Creating a Range of Dates
February 19, 2018
Creating a Range of Dates
Suppose you are given a dataset of observations over a period of time, and you are only interested in a subset of them (for instance, all business days). Pandas provides a useful function, date_range
, that can generate a list of desired dates which we can then use as a filter on our original dataset.
Import Libraries
import pandas as pd
Load Data
visits = {'date': ['3/10/2018', '3/11/2018', '3/12/2018', '3/13/2018', '3/14/2018', '3/15/2018'],
'visits': [30, 43, 50, 54, 45, 48]}
visits_df = pd.DataFrame(visits)
# transform 'date' column to Python datetime object
visits_df['date'] = pd.to_datetime(visits_df['date'], format='%m/%d/%Y')
visits_df
date | visits | |
---|---|---|
0 | 2018-03-10 | 30 |
1 | 2018-03-11 | 43 |
2 | 2018-03-12 | 50 |
3 | 2018-03-13 | 54 |
4 | 2018-03-14 | 45 |
5 | 2018-03-15 | 48 |
The date_range
function allows us to create a range of dates, as well as specify offsets for the range.
business_dates = pd.date_range(start='3/10/2018', end='3/15/2018', freq='B')
# convert to empty DataFrame where business_dates is the index
business_dates_df = pd.DataFrame(index=business_dates)

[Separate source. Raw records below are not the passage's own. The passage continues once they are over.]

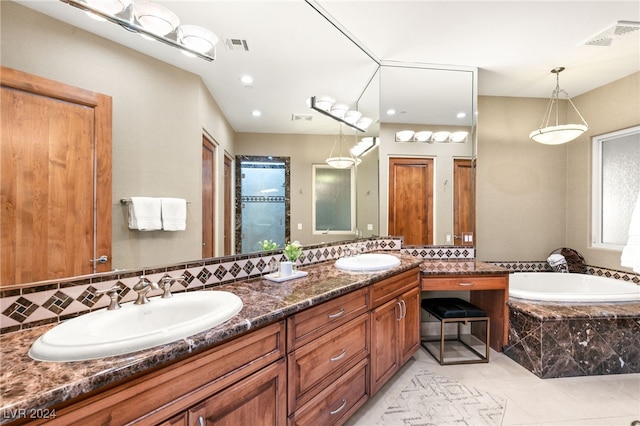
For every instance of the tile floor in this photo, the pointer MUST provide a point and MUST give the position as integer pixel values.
(592, 401)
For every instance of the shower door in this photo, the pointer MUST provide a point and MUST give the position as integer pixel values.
(262, 207)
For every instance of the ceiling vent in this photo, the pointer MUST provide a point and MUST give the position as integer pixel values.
(236, 44)
(614, 32)
(301, 117)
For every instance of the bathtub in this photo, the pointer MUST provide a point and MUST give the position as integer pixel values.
(559, 287)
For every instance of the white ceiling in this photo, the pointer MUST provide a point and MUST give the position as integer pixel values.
(295, 53)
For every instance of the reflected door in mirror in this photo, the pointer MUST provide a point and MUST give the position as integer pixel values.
(463, 205)
(55, 164)
(411, 199)
(208, 197)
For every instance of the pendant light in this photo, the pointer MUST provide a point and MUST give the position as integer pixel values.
(551, 133)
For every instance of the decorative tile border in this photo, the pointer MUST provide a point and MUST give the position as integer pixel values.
(440, 252)
(543, 266)
(54, 301)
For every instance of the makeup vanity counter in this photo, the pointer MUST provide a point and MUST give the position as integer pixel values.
(254, 340)
(487, 284)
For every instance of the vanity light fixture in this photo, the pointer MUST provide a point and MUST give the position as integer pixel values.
(429, 136)
(551, 133)
(154, 22)
(340, 112)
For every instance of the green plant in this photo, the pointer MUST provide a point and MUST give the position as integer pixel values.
(267, 245)
(292, 251)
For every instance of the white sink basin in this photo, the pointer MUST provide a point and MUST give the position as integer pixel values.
(132, 328)
(367, 262)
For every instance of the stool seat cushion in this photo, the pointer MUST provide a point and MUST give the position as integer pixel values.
(451, 307)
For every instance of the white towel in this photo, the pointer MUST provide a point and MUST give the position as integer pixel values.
(174, 214)
(145, 214)
(631, 252)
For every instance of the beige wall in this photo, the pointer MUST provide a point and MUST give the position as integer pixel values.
(305, 150)
(159, 115)
(534, 198)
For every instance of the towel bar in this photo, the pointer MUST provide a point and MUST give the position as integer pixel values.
(125, 201)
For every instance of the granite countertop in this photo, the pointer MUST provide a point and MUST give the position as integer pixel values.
(28, 384)
(460, 267)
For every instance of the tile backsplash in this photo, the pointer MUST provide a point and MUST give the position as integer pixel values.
(54, 301)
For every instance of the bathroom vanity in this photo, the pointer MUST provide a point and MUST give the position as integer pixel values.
(487, 284)
(306, 351)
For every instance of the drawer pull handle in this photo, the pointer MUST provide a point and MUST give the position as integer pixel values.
(337, 410)
(337, 314)
(339, 357)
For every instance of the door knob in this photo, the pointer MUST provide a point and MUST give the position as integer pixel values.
(102, 259)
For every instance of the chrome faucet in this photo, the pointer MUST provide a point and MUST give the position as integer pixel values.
(166, 282)
(113, 294)
(142, 288)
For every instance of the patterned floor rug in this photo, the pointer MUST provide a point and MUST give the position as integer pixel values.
(432, 400)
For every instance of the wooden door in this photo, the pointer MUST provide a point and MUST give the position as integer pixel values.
(228, 230)
(208, 198)
(55, 164)
(463, 206)
(411, 199)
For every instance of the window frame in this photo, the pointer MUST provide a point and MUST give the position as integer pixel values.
(596, 185)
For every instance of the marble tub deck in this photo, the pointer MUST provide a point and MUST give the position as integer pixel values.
(567, 340)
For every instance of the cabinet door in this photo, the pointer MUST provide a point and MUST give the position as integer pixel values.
(410, 325)
(385, 359)
(181, 419)
(258, 400)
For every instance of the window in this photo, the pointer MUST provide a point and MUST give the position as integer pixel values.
(334, 202)
(615, 186)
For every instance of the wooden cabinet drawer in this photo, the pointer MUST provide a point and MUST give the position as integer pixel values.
(390, 288)
(168, 391)
(317, 364)
(314, 322)
(471, 282)
(336, 403)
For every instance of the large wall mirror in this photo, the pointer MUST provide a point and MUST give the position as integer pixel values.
(160, 114)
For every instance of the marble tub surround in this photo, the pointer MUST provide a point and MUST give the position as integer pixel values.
(566, 340)
(543, 266)
(29, 384)
(33, 305)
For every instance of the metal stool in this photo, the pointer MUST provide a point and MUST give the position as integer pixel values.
(454, 310)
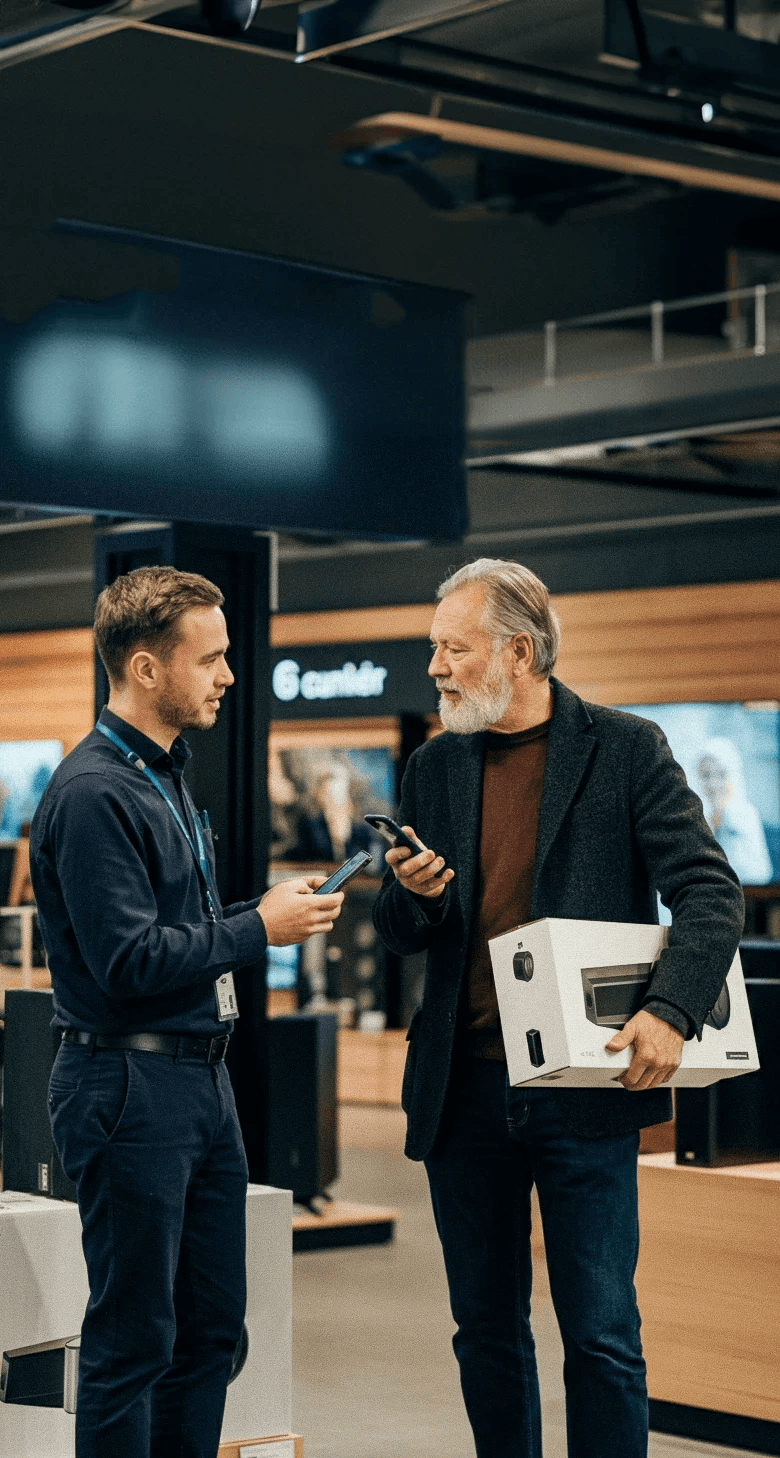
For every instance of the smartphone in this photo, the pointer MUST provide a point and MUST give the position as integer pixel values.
(344, 874)
(391, 831)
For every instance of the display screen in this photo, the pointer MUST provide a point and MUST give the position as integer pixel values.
(731, 755)
(25, 770)
(318, 799)
(251, 392)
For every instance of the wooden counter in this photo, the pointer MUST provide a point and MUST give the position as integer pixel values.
(709, 1288)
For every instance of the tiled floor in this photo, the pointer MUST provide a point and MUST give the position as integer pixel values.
(373, 1368)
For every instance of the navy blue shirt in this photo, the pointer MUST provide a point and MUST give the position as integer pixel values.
(120, 897)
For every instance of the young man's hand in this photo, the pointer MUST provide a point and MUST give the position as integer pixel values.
(292, 913)
(420, 874)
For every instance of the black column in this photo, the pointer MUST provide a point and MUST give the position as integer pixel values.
(228, 772)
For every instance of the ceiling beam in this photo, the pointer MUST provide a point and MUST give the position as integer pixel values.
(630, 152)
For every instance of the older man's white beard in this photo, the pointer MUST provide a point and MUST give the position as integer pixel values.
(478, 707)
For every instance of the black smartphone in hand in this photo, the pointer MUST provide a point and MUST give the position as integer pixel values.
(352, 868)
(391, 831)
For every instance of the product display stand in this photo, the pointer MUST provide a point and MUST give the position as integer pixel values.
(709, 1293)
(285, 1445)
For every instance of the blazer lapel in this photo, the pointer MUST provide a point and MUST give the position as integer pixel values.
(465, 802)
(567, 754)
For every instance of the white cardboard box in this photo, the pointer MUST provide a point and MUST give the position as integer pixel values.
(566, 986)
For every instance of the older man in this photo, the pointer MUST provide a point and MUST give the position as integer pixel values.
(541, 805)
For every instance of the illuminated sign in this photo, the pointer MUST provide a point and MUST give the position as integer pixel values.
(336, 683)
(352, 678)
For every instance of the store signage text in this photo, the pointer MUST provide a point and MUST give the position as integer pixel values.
(347, 681)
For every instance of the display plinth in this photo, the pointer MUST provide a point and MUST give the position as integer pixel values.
(343, 1223)
(709, 1293)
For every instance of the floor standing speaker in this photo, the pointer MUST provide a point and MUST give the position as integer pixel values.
(29, 1159)
(736, 1121)
(301, 1104)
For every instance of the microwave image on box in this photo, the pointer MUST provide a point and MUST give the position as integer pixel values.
(613, 995)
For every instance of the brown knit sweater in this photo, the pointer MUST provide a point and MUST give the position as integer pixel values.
(512, 792)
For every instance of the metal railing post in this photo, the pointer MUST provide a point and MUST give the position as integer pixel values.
(550, 352)
(760, 346)
(656, 331)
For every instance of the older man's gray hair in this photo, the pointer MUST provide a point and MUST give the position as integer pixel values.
(516, 601)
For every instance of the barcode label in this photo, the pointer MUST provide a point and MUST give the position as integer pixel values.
(276, 1449)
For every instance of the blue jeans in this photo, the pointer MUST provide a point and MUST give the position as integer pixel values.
(497, 1142)
(155, 1149)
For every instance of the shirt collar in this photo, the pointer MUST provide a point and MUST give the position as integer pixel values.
(147, 750)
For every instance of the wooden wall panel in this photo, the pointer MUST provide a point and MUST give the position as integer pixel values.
(47, 685)
(672, 645)
(662, 645)
(659, 645)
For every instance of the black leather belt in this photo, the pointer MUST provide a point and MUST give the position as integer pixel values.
(184, 1046)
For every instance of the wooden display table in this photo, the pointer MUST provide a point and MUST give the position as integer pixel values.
(709, 1293)
(287, 1445)
(371, 1066)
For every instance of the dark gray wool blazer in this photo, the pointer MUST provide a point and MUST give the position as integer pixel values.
(617, 823)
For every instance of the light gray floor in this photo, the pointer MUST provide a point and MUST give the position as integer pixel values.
(373, 1368)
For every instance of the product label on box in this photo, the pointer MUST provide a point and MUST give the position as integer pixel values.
(279, 1448)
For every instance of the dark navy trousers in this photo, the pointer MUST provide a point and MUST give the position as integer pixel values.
(155, 1149)
(497, 1142)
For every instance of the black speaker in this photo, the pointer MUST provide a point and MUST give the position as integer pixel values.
(356, 961)
(736, 1121)
(302, 1151)
(29, 1159)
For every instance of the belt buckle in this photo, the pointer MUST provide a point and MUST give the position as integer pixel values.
(217, 1047)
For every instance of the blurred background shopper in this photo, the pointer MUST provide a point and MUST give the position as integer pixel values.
(540, 805)
(140, 954)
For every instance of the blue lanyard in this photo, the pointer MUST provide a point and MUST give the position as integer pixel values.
(196, 846)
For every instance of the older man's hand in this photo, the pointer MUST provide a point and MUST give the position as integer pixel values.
(423, 874)
(658, 1050)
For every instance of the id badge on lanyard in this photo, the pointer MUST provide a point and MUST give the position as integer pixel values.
(226, 998)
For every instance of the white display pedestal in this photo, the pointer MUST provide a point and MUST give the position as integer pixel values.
(44, 1292)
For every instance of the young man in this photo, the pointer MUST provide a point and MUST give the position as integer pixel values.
(543, 805)
(142, 954)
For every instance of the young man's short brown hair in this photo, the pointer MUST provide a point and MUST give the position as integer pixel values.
(143, 608)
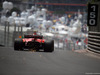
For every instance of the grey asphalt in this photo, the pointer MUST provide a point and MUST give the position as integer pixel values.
(59, 62)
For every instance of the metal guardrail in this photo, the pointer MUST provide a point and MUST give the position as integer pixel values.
(94, 41)
(7, 39)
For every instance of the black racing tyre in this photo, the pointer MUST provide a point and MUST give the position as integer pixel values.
(18, 44)
(49, 46)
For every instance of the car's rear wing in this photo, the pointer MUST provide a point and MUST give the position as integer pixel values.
(33, 36)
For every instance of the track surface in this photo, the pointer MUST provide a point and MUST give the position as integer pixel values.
(59, 62)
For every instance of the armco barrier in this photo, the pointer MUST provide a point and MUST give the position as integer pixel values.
(94, 41)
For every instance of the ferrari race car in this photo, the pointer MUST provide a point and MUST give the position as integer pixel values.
(34, 42)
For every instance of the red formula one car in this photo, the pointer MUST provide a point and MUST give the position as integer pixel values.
(34, 42)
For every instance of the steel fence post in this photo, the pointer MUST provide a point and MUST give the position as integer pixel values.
(5, 34)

An inner join between the dataset of visits and our range of business dates will produce the subset that we desire.
business_day_visits = visits_df.merge(business_dates_df, how='inner',
left_on='date', right_index=True)
business_day_visits
date | visits | |
---|---|---|
2 | 2018-03-12 | 50 |
3 | 2018-03-13 | 54 |
4 | 2018-03-14 | 45 |
5 | 2018-03-15 | 48 |
Offset Aliases
The date_range
function supports a wide range of offsets that I am certain will cover your use-case, from quarter-end to year-end to hourly to secondly.
The full list of offset aliases can be found on Pandas’ documentation of Time Series/Date functionality.